The National Committee opposes the President Bush's proposals to provide Health Savings Accounts to Medicare beneficiaries. The MMA created Health Savings Accounts (HSAs) for individuals not eligible for Medicare. HSAs are private accounts used by individuals who have a high-deductible health policy to save money to pay for out-of-pocket health care expenses. This year, the Administration proposed to consider health plans HSA-eligible if they meet all of the current requirements of a high-deductible plan health plans (HDHP), provide at least a 50 percent coinsurance requirement and a minimum out-of-pocket cost equal to or lower than a HDHP premium. The President's latest budget proposal is yet another way to steer Medicare toward private insurance, making each individual beneficiary a risk pool of one. Health savings accounts would likely attract healthier and wealthier seniors, again leaving older and sicker seniors in a more expensive risk pool.
CONCLUSION
Forty years after its enactment, Medicare, along with Social Security, remain our most popular and essential federal social insurance programs. Any changes in Medicare must not alter the fundamental social insurance principle that has made Medicare such a popular and effective program.

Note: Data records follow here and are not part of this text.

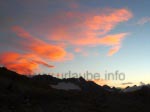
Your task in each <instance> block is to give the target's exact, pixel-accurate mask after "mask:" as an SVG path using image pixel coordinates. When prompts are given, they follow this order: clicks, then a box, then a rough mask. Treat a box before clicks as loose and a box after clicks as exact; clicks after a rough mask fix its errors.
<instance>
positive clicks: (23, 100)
mask: <svg viewBox="0 0 150 112" xmlns="http://www.w3.org/2000/svg"><path fill="white" fill-rule="evenodd" d="M60 82H65V83H69V82H70V83H73V84H75V85H77V86H78V87H80V90H59V89H55V88H52V87H51V86H50V85H56V84H58V83H60ZM149 110H150V88H149V87H148V86H143V87H142V88H141V89H140V90H137V91H133V92H127V93H124V92H122V91H121V90H118V89H116V88H110V87H109V86H103V87H102V86H98V85H96V84H95V83H94V82H91V81H85V80H84V79H83V78H79V79H74V78H72V79H63V80H60V79H57V78H54V77H51V76H47V75H41V76H40V75H39V76H34V77H31V78H28V77H26V76H22V75H19V74H17V73H15V72H13V71H10V70H7V69H6V68H4V67H3V68H0V112H148V111H149Z"/></svg>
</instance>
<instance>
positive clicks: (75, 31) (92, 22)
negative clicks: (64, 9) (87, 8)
mask: <svg viewBox="0 0 150 112" xmlns="http://www.w3.org/2000/svg"><path fill="white" fill-rule="evenodd" d="M99 12H101V11H100V10H99ZM64 15H65V16H64ZM56 17H57V20H58V21H57V23H56V26H58V27H57V28H55V27H53V28H52V30H51V32H50V34H49V35H48V36H47V37H48V39H49V40H51V41H55V42H62V43H63V42H64V43H66V44H67V45H68V46H74V47H75V48H77V47H95V46H109V47H111V48H110V51H109V53H108V55H109V56H111V55H113V54H115V53H116V52H117V51H119V49H120V48H121V45H122V40H123V39H124V38H125V36H126V35H127V34H128V33H117V34H108V33H109V32H110V31H111V30H113V29H114V28H115V27H116V26H117V25H118V24H119V23H121V22H125V21H127V20H129V19H130V18H131V17H132V13H131V12H130V11H129V10H127V9H124V8H123V9H105V10H103V12H101V13H97V12H96V13H95V12H93V13H88V12H87V13H83V14H82V13H77V12H65V13H63V15H59V16H56ZM66 20H67V21H66ZM60 21H61V23H60V24H59V25H57V24H58V23H59V22H60ZM54 23H55V22H54ZM63 23H64V24H63Z"/></svg>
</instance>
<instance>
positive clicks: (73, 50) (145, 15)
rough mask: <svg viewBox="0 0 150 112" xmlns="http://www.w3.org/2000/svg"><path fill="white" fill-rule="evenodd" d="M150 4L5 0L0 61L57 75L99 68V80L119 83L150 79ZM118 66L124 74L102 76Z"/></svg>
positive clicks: (27, 73) (113, 85)
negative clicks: (149, 57)
mask: <svg viewBox="0 0 150 112" xmlns="http://www.w3.org/2000/svg"><path fill="white" fill-rule="evenodd" d="M149 6H150V1H149V0H142V1H141V0H132V1H131V0H13V1H12V0H1V1H0V65H1V66H6V67H7V68H8V69H10V70H13V71H16V72H18V73H20V74H26V75H32V74H38V73H40V74H43V73H47V74H52V73H53V75H54V76H56V77H59V78H62V77H61V76H62V74H65V73H68V72H69V71H70V72H71V73H78V74H83V73H85V72H87V71H88V72H89V73H92V74H95V73H99V74H100V76H101V80H95V79H94V81H95V82H96V83H98V84H108V85H111V86H118V87H119V86H128V85H135V84H139V83H146V84H147V83H149V82H150V69H149V67H150V62H149V57H150V52H149V49H150V44H149V42H150V33H149V32H150V27H149V26H150V13H149V10H150V7H149ZM116 71H118V72H117V73H118V74H119V75H118V76H120V77H121V74H124V80H121V78H120V79H117V80H113V79H111V80H106V79H105V78H104V76H105V75H104V74H106V73H111V74H112V73H113V74H115V73H116ZM113 76H114V75H113ZM115 76H116V75H115ZM122 77H123V75H122Z"/></svg>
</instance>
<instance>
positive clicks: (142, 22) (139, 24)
mask: <svg viewBox="0 0 150 112" xmlns="http://www.w3.org/2000/svg"><path fill="white" fill-rule="evenodd" d="M148 22H150V17H144V18H141V19H140V20H139V21H138V22H137V24H138V25H144V24H146V23H148Z"/></svg>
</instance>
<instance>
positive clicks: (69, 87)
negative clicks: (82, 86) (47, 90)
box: [50, 82, 81, 91]
mask: <svg viewBox="0 0 150 112" xmlns="http://www.w3.org/2000/svg"><path fill="white" fill-rule="evenodd" d="M50 86H51V87H52V88H55V89H61V90H66V91H67V90H81V88H80V87H79V86H77V85H75V84H74V83H71V82H68V83H66V82H60V83H58V84H57V85H50Z"/></svg>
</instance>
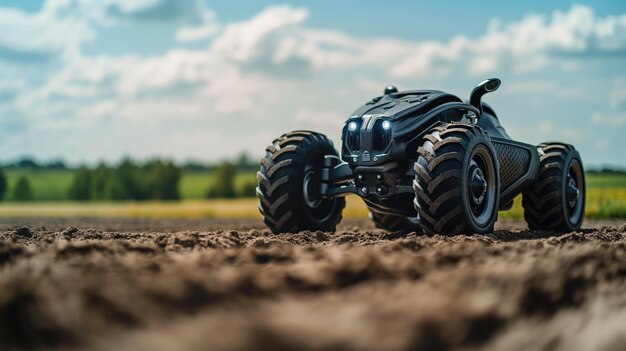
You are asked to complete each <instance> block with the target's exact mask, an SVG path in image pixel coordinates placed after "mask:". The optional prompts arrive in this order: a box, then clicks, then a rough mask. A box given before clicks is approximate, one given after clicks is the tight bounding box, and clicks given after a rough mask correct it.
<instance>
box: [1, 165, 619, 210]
mask: <svg viewBox="0 0 626 351" xmlns="http://www.w3.org/2000/svg"><path fill="white" fill-rule="evenodd" d="M5 173H6V175H7V178H8V184H9V196H8V198H7V199H6V201H5V202H3V203H1V204H0V216H2V217H8V216H83V217H89V216H110V217H112V216H122V217H256V216H258V211H257V209H256V207H257V205H256V200H255V199H252V198H250V199H235V200H202V199H203V198H204V194H205V193H206V190H207V189H208V188H209V186H210V185H211V184H212V183H213V175H212V174H211V172H185V173H183V176H182V179H181V182H180V184H179V189H180V194H181V198H182V200H183V201H180V202H154V201H150V202H121V203H120V202H118V203H115V202H99V203H98V202H95V203H94V202H90V203H76V202H71V201H69V199H68V196H67V192H68V190H67V189H68V187H69V185H70V184H71V182H72V176H73V171H69V170H59V171H57V170H14V169H11V170H5ZM22 175H23V176H26V177H28V179H29V180H30V183H31V186H32V188H33V195H34V199H35V201H34V202H29V203H18V202H14V201H12V199H11V195H10V194H11V189H12V187H13V186H14V185H15V183H16V180H17V178H18V177H19V176H22ZM255 182H256V179H255V175H254V173H248V172H246V173H238V174H237V175H236V177H235V187H236V188H237V189H238V190H241V189H242V188H243V187H245V186H246V185H247V184H248V185H249V184H254V183H255ZM586 208H587V211H586V216H587V217H589V218H626V175H620V174H593V173H592V174H587V206H586ZM366 215H367V208H366V207H365V206H364V205H363V204H362V201H360V199H358V197H356V196H352V197H349V201H348V207H347V208H346V212H345V213H344V216H345V217H362V216H366ZM522 216H523V210H522V206H521V199H520V198H517V199H516V201H515V204H514V206H513V209H512V210H511V211H507V212H502V213H501V215H500V217H501V218H522Z"/></svg>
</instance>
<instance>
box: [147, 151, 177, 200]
mask: <svg viewBox="0 0 626 351" xmlns="http://www.w3.org/2000/svg"><path fill="white" fill-rule="evenodd" d="M145 168H146V169H147V170H148V179H150V184H149V186H150V195H151V196H150V198H152V199H155V200H178V199H180V194H179V192H178V183H179V181H180V178H181V171H180V168H178V167H177V166H176V165H174V163H172V162H170V161H161V160H155V161H152V162H150V163H148V164H147V165H146V167H145Z"/></svg>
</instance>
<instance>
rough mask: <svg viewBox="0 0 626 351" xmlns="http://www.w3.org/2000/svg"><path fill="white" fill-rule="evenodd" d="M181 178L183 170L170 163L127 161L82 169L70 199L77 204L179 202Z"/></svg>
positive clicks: (74, 176) (79, 173)
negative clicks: (142, 202)
mask: <svg viewBox="0 0 626 351" xmlns="http://www.w3.org/2000/svg"><path fill="white" fill-rule="evenodd" d="M180 178H181V170H180V168H179V167H177V166H176V165H175V164H174V163H173V162H171V161H162V160H152V161H148V162H146V163H145V164H137V163H136V162H134V161H132V160H131V159H124V160H123V161H122V162H120V164H118V165H117V166H108V165H107V164H106V163H100V164H99V165H98V166H96V167H95V168H91V169H90V168H87V167H85V166H82V167H80V168H79V169H78V170H77V171H76V173H75V174H74V179H73V181H72V184H71V186H70V189H69V197H70V199H72V200H76V201H90V200H96V201H121V200H135V201H142V200H178V199H180V194H179V191H178V183H179V181H180Z"/></svg>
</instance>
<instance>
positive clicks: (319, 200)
mask: <svg viewBox="0 0 626 351" xmlns="http://www.w3.org/2000/svg"><path fill="white" fill-rule="evenodd" d="M266 151H267V153H266V154H265V157H263V158H262V159H261V169H260V170H259V172H257V179H258V181H259V186H258V187H257V190H256V193H257V196H258V198H259V211H261V214H262V215H263V221H264V222H265V224H266V225H267V226H268V227H269V228H270V229H271V230H272V231H273V232H274V233H287V232H290V233H295V232H299V231H303V230H321V231H328V232H332V231H334V230H335V227H336V225H337V223H339V221H341V211H342V210H343V208H344V206H345V199H344V198H341V197H336V198H332V199H324V198H322V197H320V196H319V195H316V194H315V189H316V185H319V182H317V181H316V179H319V174H320V169H321V167H322V166H323V162H324V156H326V155H333V156H337V151H336V150H335V148H334V147H333V145H332V143H331V142H330V140H328V139H327V138H326V136H324V135H322V134H319V133H315V132H310V131H294V132H291V133H287V134H283V135H282V136H281V137H280V138H278V139H276V140H274V141H273V142H272V145H270V146H268V147H267V149H266Z"/></svg>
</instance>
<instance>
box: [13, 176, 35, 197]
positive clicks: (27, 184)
mask: <svg viewBox="0 0 626 351" xmlns="http://www.w3.org/2000/svg"><path fill="white" fill-rule="evenodd" d="M13 199H14V200H16V201H32V200H33V190H32V188H31V187H30V182H29V181H28V178H26V176H20V177H19V178H17V183H16V184H15V187H14V188H13Z"/></svg>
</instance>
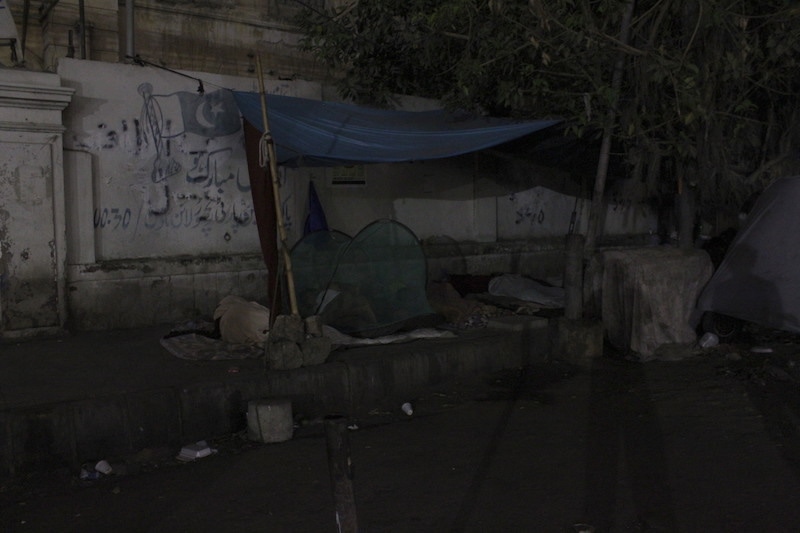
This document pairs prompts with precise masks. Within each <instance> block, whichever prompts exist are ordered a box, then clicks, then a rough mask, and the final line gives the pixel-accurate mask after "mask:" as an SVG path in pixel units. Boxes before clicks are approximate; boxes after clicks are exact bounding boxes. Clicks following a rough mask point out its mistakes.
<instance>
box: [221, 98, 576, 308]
mask: <svg viewBox="0 0 800 533" xmlns="http://www.w3.org/2000/svg"><path fill="white" fill-rule="evenodd" d="M233 95H234V97H235V99H236V104H237V106H238V107H239V111H240V112H241V114H242V116H243V117H244V131H245V144H246V148H247V160H248V169H249V172H250V177H251V179H250V185H251V192H252V195H253V207H254V210H255V215H256V222H257V225H258V232H259V238H260V239H261V248H262V252H263V254H264V260H265V262H266V263H267V267H268V270H269V273H270V274H269V276H270V280H269V290H270V302H271V307H272V308H273V309H276V308H279V307H280V302H279V301H278V297H277V294H278V293H277V292H276V290H275V288H276V286H277V278H276V272H277V271H278V254H277V251H278V249H277V243H276V242H275V234H276V225H275V224H276V222H275V221H276V213H275V207H274V204H275V199H274V197H273V193H272V191H271V190H270V189H269V187H268V186H267V183H268V180H263V179H255V178H256V176H259V174H261V175H263V171H264V169H263V168H262V167H261V165H262V162H261V161H260V158H259V151H260V148H261V147H260V136H261V132H263V117H262V107H261V95H260V94H259V93H254V92H245V91H233ZM264 98H265V100H266V103H267V105H266V107H267V115H268V120H269V129H270V134H271V136H272V139H273V141H274V146H275V152H276V159H277V161H276V163H277V164H279V165H283V166H287V167H301V166H337V165H339V166H340V165H352V164H367V163H401V162H410V161H422V160H428V159H438V158H445V157H453V156H457V155H462V154H467V153H470V152H475V151H478V150H483V149H485V148H489V147H493V146H497V145H499V144H503V143H505V142H508V141H511V140H514V139H518V138H520V137H523V136H525V135H528V134H531V133H534V132H537V131H542V130H544V129H547V128H549V127H551V126H555V125H556V124H559V123H561V122H562V121H561V120H557V119H554V120H532V121H516V120H510V119H499V118H489V117H476V116H474V115H469V114H467V113H452V112H448V111H444V110H439V111H414V112H412V111H393V110H386V109H374V108H368V107H362V106H357V105H351V104H343V103H336V102H322V101H317V100H308V99H304V98H294V97H289V96H281V95H274V94H269V95H266V96H265V97H264Z"/></svg>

The National Committee to Preserve Social Security and Medicare will continue to advocate for expanding traditional fee-for-service Medicare to include a prescription drug benefit with the government negotiating drug prices. The National Committee is also dedicated to leveling the playing field between traditional fee-for-service Medicare and private Medicare Advantage plans in order to enhance benefits for all Medicare beneficiaries and to make the best use of all Medicare expenditures. In addition, the National Committee will continue to oppose initiatives such as the “premium support demonstration” and Medicare health savings accounts that likely would result in a two-tiered Medicare program based on income and health status.
Government Relations and Policy, February 2008
The National Committee is a nonprofit, nonpartisan organization that acts in the interests of its membership through advocacy, education, services, grassroots efforts and the leadership of the board of directors and professional staff. The work of the National Committee is directed toward developing a secure retirement for all Americans.